Jade sentì… niente. Non il battito del cuore, o il dilatarsi del torace nel
respiro. Freneticamente, gli prese il polso, cercando sotto la pelle gelida le
tracce della vita come lei la conosceva, ma trovò solo un sommesso pulsare
ritmico e lento che non assomigliava certo ad un suono cardiaco e il lieve
fremito involontario dei muscoli. Lo guardò negli occhi bui e si sentì mancare
il respiro. Fece qualche passo indietro e sarebbe caduta se Xander non
l’avesse sorretta.
“Ehi ehi ehi
dottore, non ci muoia qui. Lo sa quanto è difficile sbarazzarsi dei
cadaveri?” disse accompagnandola ad una sedia. “Le donne!
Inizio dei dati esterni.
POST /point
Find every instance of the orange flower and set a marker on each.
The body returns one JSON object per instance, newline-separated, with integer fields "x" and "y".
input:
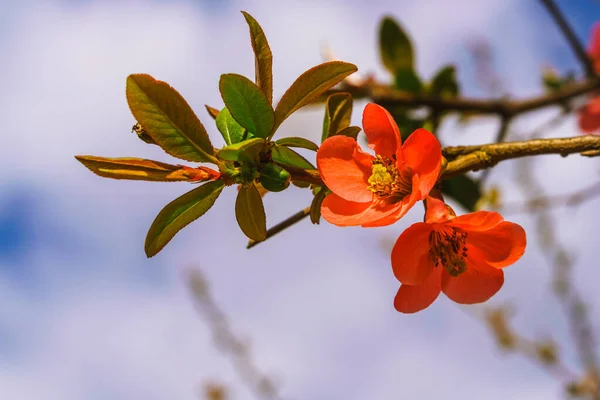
{"x": 589, "y": 115}
{"x": 461, "y": 256}
{"x": 377, "y": 191}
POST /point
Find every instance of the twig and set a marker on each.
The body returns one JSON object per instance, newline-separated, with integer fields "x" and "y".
{"x": 299, "y": 216}
{"x": 546, "y": 202}
{"x": 566, "y": 30}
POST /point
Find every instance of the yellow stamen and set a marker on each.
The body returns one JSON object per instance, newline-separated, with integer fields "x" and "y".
{"x": 447, "y": 246}
{"x": 387, "y": 181}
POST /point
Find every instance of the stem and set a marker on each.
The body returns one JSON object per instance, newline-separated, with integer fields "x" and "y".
{"x": 569, "y": 34}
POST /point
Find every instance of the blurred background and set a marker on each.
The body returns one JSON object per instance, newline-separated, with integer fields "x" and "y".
{"x": 84, "y": 314}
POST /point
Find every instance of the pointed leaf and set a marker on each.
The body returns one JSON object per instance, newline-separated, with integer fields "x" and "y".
{"x": 179, "y": 213}
{"x": 298, "y": 142}
{"x": 338, "y": 111}
{"x": 351, "y": 131}
{"x": 242, "y": 151}
{"x": 247, "y": 104}
{"x": 232, "y": 131}
{"x": 310, "y": 85}
{"x": 287, "y": 156}
{"x": 444, "y": 83}
{"x": 213, "y": 112}
{"x": 315, "y": 206}
{"x": 138, "y": 169}
{"x": 262, "y": 57}
{"x": 168, "y": 119}
{"x": 250, "y": 213}
{"x": 395, "y": 46}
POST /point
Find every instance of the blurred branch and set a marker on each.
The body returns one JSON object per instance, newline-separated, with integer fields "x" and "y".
{"x": 261, "y": 385}
{"x": 569, "y": 34}
{"x": 546, "y": 202}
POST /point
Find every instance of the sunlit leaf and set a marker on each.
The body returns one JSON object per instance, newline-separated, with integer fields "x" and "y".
{"x": 444, "y": 83}
{"x": 167, "y": 118}
{"x": 247, "y": 104}
{"x": 250, "y": 213}
{"x": 231, "y": 131}
{"x": 213, "y": 112}
{"x": 310, "y": 85}
{"x": 298, "y": 142}
{"x": 395, "y": 46}
{"x": 137, "y": 169}
{"x": 262, "y": 57}
{"x": 286, "y": 156}
{"x": 179, "y": 213}
{"x": 338, "y": 111}
{"x": 242, "y": 151}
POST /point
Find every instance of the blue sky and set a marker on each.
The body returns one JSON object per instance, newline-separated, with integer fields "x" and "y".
{"x": 84, "y": 314}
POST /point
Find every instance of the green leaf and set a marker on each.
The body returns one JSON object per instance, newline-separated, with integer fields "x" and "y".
{"x": 464, "y": 190}
{"x": 407, "y": 80}
{"x": 247, "y": 104}
{"x": 262, "y": 57}
{"x": 298, "y": 142}
{"x": 444, "y": 83}
{"x": 351, "y": 131}
{"x": 338, "y": 111}
{"x": 232, "y": 131}
{"x": 242, "y": 151}
{"x": 179, "y": 213}
{"x": 395, "y": 46}
{"x": 213, "y": 112}
{"x": 286, "y": 156}
{"x": 168, "y": 119}
{"x": 310, "y": 85}
{"x": 315, "y": 206}
{"x": 250, "y": 213}
{"x": 134, "y": 169}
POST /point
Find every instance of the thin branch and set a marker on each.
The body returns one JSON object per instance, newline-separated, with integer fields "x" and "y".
{"x": 506, "y": 108}
{"x": 569, "y": 34}
{"x": 546, "y": 202}
{"x": 299, "y": 216}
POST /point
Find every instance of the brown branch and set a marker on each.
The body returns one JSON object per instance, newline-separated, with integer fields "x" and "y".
{"x": 566, "y": 30}
{"x": 299, "y": 216}
{"x": 506, "y": 108}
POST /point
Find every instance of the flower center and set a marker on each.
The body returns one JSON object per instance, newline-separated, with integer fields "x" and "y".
{"x": 387, "y": 181}
{"x": 448, "y": 247}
Fai di tutto per
essere gentile con loro, e poi cadono sempre ai piedi di quelli senza cuore.”
Il goffo
tentativo di sdrammatizzare del ragazzo non ottenne nulla. Jade aveva le
vertigini. Quello che le avevano raccontato sembrava assurdo, era assurdo, ma
non poteva ignorare quel che aveva visto e soprattutto ora non poteva ignorare
Angel. Era una donna adattabile, e se il mondo si rivelava diverso da come aveva
sempre creduto, la sola cosa da fare era cercare di impararne il più possibile.
Già cominciava
a pensare a cosa avrebbe chiesto, a cosa avrebbe fatto.
Giles osservava
la giovane donna intenta a sfogliare i suoi testi. Da quando Jade era venuta a
conoscenza della verità, passava tutto il suo tempo libero in biblioteca,
mangiando panini e dormendo poche ore sulle sedie e, talvolta, dimenticandosi di
fare sia l’una che l’altra cosa.
Era spinta da
una smania di sapere che superava anche quella di Willow e che all’Osservatore
sembrava francamente preoccupante. Assorbiva qualunque cosa e faceva domande a
cui né lui né altri avevano risposte.
Dove l’avrebbe
condotta quella strada, Giles non riusciva ad immaginarlo. Quando si era
presentata da lui chiedendo, o meglio esigendo, una spiegazione, Giles si era
rassegnato, pensando che in fondo un medico dalla loro parte poteva sempre
essere utile, ma a volte si pentiva di averle parlato.
Ora si sentiva responsabile anche di lei, di quella ragazza dalla mente tagliente come un rasoio e l’insoddisfazione nello sguardo.